Nun färbt sich der eine in komplett knallgelb-orange . Wenn das so bleibt, wird er farblich aussehen wie eine zu groß gewordene __ Goldelritze.

Ändert sich das noch um in rot?

LG
__ Iris


----------



## Patrol-Lady (2. Aug. 2009)

*AW: Umfärbung Goldfischnachwuchs*

:Hi __ Iris - meiner Erfahrung nach färben sich Goldfische wie sie wollen, nur nicht (zumindest bei mir nich nie beobachtet) von einem helleren in einen dunkleren Ton. Von meinen Göringen sind auch zwei mehr Orange und zwei Rot ...
LG, Conny


----------



## sister_in_act (2. Aug. 2009)

*AW: Umfärbung Goldfischnachwuchs*

hallo
kann Conny nur zustimmen.
ich hatte mal den gleichen besatz wie du...
alle färbungen sind möglich und jede zeiträume, in denen es passiert.
je nachdem wieviel sie eben von ihren eltern mitbekommen haben..
ich hatte goldis, die 4 jahre schwarz waren und dann plötzlich nach und nach orange-rot wurden, gefleckte, die alle farbe verloren und ab und an  von inzucht geschwächte, die fast durchsichtig waren.allerdings haben diese auch  nie  mehr als 1-2 jahre gelebt.
es gibt keine regel wie,wann und  ob sie sich umfärben.

lb grüße ulla


----------



## Iris S. (2. Aug. 2009)

*AW: Umfärbung Goldfischnachwuchs*

Hallo,



sister_in_act schrieb:


> alle färbungen sind möglich und jede zeiträume, in denen es passiert.
> je nachdem wieviel sie eben von ihren eltern mitbekommen haben..

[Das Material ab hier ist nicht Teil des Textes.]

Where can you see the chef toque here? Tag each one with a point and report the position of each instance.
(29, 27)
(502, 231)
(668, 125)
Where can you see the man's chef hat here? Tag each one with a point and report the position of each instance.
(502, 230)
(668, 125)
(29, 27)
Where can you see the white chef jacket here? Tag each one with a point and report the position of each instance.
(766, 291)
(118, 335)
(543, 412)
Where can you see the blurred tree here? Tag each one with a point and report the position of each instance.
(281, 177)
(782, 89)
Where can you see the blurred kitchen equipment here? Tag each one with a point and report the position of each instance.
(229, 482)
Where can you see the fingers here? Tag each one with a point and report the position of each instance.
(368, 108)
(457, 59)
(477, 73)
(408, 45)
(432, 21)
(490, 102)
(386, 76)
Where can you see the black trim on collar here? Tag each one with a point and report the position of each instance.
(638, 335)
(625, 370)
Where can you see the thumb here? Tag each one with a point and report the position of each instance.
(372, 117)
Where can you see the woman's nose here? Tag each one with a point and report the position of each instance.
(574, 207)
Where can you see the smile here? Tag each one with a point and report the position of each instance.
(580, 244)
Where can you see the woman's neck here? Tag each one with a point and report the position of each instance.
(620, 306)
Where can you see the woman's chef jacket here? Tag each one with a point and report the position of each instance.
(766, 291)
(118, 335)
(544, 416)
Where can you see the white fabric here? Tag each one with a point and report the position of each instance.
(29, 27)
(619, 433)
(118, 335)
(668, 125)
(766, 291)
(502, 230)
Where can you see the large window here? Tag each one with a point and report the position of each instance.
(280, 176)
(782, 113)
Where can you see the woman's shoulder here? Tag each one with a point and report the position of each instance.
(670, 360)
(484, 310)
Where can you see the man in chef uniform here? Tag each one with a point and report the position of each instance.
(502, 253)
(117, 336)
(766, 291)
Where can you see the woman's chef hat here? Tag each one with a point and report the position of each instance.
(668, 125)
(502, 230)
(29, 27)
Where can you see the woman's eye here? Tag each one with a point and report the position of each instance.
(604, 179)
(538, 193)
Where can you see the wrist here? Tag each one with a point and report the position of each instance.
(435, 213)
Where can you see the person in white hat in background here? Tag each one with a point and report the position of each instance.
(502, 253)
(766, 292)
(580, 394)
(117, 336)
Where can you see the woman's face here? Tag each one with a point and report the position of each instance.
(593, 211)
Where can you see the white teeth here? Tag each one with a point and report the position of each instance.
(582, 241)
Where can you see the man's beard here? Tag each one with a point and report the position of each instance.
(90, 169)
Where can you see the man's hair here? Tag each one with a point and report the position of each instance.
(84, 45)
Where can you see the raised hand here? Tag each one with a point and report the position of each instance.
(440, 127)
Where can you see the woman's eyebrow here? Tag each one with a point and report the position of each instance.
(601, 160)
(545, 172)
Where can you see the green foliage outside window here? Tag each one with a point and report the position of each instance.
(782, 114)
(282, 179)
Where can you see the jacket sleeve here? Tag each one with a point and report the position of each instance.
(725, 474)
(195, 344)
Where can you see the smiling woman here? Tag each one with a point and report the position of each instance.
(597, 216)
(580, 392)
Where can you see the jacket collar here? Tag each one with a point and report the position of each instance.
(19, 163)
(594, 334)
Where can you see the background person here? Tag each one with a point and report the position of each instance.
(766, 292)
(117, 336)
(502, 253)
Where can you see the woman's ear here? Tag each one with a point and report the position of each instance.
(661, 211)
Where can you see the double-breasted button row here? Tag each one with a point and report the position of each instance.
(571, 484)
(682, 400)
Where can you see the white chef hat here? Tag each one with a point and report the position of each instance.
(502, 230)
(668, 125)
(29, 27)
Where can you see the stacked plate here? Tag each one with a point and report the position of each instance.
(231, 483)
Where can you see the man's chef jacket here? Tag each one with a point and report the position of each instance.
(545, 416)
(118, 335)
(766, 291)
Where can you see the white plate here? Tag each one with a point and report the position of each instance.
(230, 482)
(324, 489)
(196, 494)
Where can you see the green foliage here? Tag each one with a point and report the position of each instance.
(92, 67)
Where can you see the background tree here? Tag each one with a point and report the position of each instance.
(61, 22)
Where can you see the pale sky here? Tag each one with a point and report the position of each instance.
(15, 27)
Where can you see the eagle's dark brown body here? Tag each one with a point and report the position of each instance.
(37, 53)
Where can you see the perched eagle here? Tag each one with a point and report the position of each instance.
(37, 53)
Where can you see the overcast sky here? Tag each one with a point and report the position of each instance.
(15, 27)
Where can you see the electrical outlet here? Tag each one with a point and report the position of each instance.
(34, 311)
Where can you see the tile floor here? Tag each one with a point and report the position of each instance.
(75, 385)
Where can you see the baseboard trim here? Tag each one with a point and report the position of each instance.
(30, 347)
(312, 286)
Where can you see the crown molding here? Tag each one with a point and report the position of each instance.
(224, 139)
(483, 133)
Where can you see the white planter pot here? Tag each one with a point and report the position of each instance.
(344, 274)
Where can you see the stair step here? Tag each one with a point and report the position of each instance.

Deswegen bin ich ja so verwundert. Ich habe keine Goldfische in gelb/orange. Von wem hat der Nachwuchsfisch diese Farbe  ?

LG
__ Iris


----------



## marcus18488 (2. Aug. 2009)

*AW: Umfärbung Goldfischnachwuchs*

Hallo

ich würd sagen: Es sind vieleicht Kuckukskinder.

Die Färbung kann einige Generationen zurückliegen

Lg vom Härtsfeld Marcus


----------



## Iris S. (2. Aug. 2009)

*AW: Umfärbung Goldfischnachwuchs*

Hallo,

danke für eure Antworten. Dann schieben wir es mal auf die Großeltern .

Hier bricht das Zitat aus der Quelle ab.